Feb 09, 2009 13:40
Dear Liz,
it is not OK that your in my life. first off you have no right to talk about my mother the way you do or impose the restrictions on y father the way you do. We had a conversation the other day about my mother state of fiances and I made the comment that Christmas was hard for her. did you come back with something at least civil? no what you said was" well she did that to herself" she did it to her self?
before you even begin to start pointing fingers at my mother, I would greatly appreciate t if you took some blame yourself. you don't see me talking about neurotic you are, how you end up being a bit of a collector. You never put away your stuff ( which you constantly get onto me about) and you go and buy frivolous things like little ceramic dolls. what use does it serve when your house is a museum? when we can't even walk around in it for fear that a huge glass case is going to fall on us.
Any time we have ever talked about my mother,you always go on the defensive. are you that insane? why in the world would after eight almost nine years of divorce, would my mother want him back? Is it so incredibly horrible to think that my father and my mother are actually on good terms with each other? So instead of trying to be friends with her, you demean her,and make comments to her face like, " thanks for doing the hard part... you know raising the kids" When we ever say you were our mother? for that matter when did we ever say that we were family?
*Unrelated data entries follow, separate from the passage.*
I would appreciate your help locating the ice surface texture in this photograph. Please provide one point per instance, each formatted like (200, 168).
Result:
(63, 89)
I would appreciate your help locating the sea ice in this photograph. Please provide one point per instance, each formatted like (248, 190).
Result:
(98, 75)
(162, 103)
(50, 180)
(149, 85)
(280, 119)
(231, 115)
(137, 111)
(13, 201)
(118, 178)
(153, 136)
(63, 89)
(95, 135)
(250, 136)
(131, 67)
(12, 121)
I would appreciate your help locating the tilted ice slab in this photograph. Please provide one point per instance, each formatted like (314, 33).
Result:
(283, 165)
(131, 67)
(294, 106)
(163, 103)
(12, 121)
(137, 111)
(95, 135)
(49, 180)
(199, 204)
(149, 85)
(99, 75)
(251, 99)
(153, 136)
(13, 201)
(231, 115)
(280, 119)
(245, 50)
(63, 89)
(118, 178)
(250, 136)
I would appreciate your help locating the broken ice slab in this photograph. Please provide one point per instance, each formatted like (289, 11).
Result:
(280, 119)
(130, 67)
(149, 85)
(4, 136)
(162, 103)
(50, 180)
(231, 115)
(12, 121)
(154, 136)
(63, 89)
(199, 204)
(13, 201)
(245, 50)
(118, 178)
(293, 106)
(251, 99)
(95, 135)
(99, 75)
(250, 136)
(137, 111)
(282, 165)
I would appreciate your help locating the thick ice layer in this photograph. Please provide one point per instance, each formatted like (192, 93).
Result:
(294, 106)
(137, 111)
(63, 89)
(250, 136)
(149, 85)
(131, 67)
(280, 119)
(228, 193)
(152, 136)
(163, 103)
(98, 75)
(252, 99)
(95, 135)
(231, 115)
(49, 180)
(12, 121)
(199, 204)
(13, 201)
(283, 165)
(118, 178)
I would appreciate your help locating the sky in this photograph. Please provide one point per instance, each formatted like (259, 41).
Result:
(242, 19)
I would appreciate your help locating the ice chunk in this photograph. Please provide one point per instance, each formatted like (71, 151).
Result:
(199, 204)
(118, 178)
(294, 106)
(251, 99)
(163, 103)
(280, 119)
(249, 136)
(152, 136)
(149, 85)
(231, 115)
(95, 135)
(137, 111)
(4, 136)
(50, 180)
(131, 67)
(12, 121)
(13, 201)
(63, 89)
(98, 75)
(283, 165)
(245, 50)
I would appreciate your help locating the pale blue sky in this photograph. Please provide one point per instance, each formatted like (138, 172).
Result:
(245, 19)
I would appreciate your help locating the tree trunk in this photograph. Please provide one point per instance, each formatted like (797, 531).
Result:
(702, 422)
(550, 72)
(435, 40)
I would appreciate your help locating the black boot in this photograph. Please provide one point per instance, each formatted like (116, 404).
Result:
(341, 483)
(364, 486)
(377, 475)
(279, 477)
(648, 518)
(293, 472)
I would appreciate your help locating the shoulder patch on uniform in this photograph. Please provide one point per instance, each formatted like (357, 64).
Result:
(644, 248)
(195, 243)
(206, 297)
I call you step- mother because in the eyes of the law that's what you are. but that's not who you are to me. you wanna be family so bad? then act like it. Last time I check family's didn't favor the gender of one child over another. your family didn't force you on your ass in six months just because you didn't have a job. Families don't do that.
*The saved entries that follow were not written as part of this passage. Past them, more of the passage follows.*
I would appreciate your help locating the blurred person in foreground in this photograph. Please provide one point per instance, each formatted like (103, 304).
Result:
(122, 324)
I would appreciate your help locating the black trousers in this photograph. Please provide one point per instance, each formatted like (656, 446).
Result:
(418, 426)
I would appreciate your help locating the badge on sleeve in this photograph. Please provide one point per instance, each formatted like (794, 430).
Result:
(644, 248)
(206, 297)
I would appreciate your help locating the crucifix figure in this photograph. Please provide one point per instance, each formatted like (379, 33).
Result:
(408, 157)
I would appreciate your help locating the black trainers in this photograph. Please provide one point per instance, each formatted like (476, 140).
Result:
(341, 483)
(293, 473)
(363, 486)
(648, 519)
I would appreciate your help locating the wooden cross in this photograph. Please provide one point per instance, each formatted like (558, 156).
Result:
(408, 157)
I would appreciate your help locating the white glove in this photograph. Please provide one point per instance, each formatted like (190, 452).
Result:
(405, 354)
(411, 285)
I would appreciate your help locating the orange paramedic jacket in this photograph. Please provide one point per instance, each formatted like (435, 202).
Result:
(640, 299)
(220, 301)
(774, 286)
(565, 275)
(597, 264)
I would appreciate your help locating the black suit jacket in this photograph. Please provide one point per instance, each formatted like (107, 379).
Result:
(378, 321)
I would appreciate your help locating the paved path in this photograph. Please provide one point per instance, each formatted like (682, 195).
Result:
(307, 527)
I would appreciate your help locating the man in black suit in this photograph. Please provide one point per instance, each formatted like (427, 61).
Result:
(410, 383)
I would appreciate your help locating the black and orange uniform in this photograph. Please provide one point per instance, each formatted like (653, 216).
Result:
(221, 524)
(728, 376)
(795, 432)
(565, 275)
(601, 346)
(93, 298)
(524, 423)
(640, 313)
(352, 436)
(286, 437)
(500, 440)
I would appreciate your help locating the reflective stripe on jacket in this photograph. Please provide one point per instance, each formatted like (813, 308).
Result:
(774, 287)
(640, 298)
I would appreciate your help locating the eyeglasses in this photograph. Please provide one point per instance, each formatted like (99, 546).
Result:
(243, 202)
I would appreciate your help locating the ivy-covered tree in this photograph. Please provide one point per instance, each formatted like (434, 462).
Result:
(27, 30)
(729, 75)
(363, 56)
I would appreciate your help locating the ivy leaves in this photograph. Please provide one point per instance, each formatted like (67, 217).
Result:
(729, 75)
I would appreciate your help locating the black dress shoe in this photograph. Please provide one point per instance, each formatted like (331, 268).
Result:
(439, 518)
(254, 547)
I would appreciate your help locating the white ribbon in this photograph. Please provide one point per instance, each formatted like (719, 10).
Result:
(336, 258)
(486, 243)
And what you don't don't understand is that my father had just a hard of a time raising kids as a single dad as mom has as a single mom. There were time when he asked her to help him out and give him some extra money. Because raising kids, actual human kids, not the four legged kind, is hard. But you wouldn't know anything about that would you?
you think that support this marriage , but what you don't realize is that i support it not because i think its right, but because my father deserves to be happy. but from what I'm seeing your not making him feel that way. you ask him to do impossible inane tasks. he's the one that gets dinner started and cleans the house. what do you do? play games on your computer. that's all I've ever seen you do. you don't even wash your own dogs. I do that. my father rolls his eyes and walks away from you and you are under the delusion that you have a happy marriage. you make him do everything with you. he has to go to the barter and he has to go to the church. honestly i don't think my father would be joining the church if it weren't for you. hes not doing it out the community for God, he's doing it because of some inane guilt trip you've laid on him, and the only reason i do things around the house is so that he doesn't get drama from you.
if i was ever glad to get a job and get out of a house this was the one that id love to get out of.